EPA board stops Shell's Arctic clean air permits

Posted: Wednesday, January 05, 2011

ANCHORAGE — Alaska Native and conservation groups have succeeded in challenging clean air permits granted to Shell Oil to drill exploration wells in the Beaufort and Chukchi seas.

Shell hopes to drill one exploratory well in the Beaufort this summer and perhaps proceed with plans to drill in the Chukchi if legal challenges to the leases there can be resolved.

But Shell spokesman Curtis Smith said without the clean air permits the company can’t proceed with its drilling plans in 2011.

Numerous groups alleged that Shell’s permits granted by the Environmental Protection Agency would allow Shell to emit tons of pollutants into the Arctic environment from a drill ship and support vessels.

The federal Environmental Appeals Board, which is part of the EPA, reviewed the permits. It found last week the analysis of the impact of nitrogen dioxide emissions from the ships on Alaska Native communities was too limited, and remanded the permits so that problems cited by the board could be fixed by the agency.

“This decision confirms that the Obama administration rushed Shell’s permits through the system without considering the true environmental effects. It’s time for the administration to take a step back and rethink this foolhardy rush to drill in the fragile Arctic ocean,” Rebecca Noblin, Alaska director for the Center for Biological Diversity, said Monday.

The center, along with Earthjustice on the behalf of several conservation groups and the Alaska Eskimo Whaling Commission and Inupiat Community of the Arctic Slope, requested the review of the permits.

The groups alleged that pollutants resulting from Shell’s exploration drilling will harm Inupiat people and wildlife while contributing to climate change.

Shell already has decided to retrofit its drilling ship with the best available emissions control technology at a cost of $25 million, the company has said. The EPA also is requiring that the drilling ship burn ultra low-sulfur diesel fuel to reduce emissions.

Smith said the board’s ruling was “very disappointing” given the amount of time and resources the company has committed so that the drilling operation would have minimal impact on air quality in the Arctic.
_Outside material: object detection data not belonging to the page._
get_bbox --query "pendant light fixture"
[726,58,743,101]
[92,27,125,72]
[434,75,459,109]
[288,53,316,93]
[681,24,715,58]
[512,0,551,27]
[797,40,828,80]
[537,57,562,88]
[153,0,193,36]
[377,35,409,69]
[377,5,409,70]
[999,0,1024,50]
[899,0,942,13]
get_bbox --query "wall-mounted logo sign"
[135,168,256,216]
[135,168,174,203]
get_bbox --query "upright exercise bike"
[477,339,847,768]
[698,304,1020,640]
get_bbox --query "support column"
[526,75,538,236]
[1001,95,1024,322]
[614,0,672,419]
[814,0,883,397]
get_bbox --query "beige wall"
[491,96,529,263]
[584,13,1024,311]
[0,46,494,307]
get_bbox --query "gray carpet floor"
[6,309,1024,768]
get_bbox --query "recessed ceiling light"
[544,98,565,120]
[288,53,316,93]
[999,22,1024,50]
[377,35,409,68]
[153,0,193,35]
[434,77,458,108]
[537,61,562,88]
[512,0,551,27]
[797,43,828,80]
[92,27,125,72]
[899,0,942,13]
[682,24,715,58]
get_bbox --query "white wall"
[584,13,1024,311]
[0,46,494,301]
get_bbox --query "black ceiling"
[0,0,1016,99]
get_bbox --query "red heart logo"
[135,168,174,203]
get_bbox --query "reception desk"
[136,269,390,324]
A subsidiary, Shell Gulf of Mexico, Inc., in 2008 paid $2.1 billion for leases in the Chukchi. Shell wants to drill three exploratory wells.

Shell proposes exploratory drilling in open water using a drill ship, an ice management vessel, an ice class anchor handling vessel, and oil spill response vessels.

The closest proposed drill site is 60 miles off shore and about 80 miles from Wainwright, an Inupiat Eskimo village 710 miles northwest of Anchorage.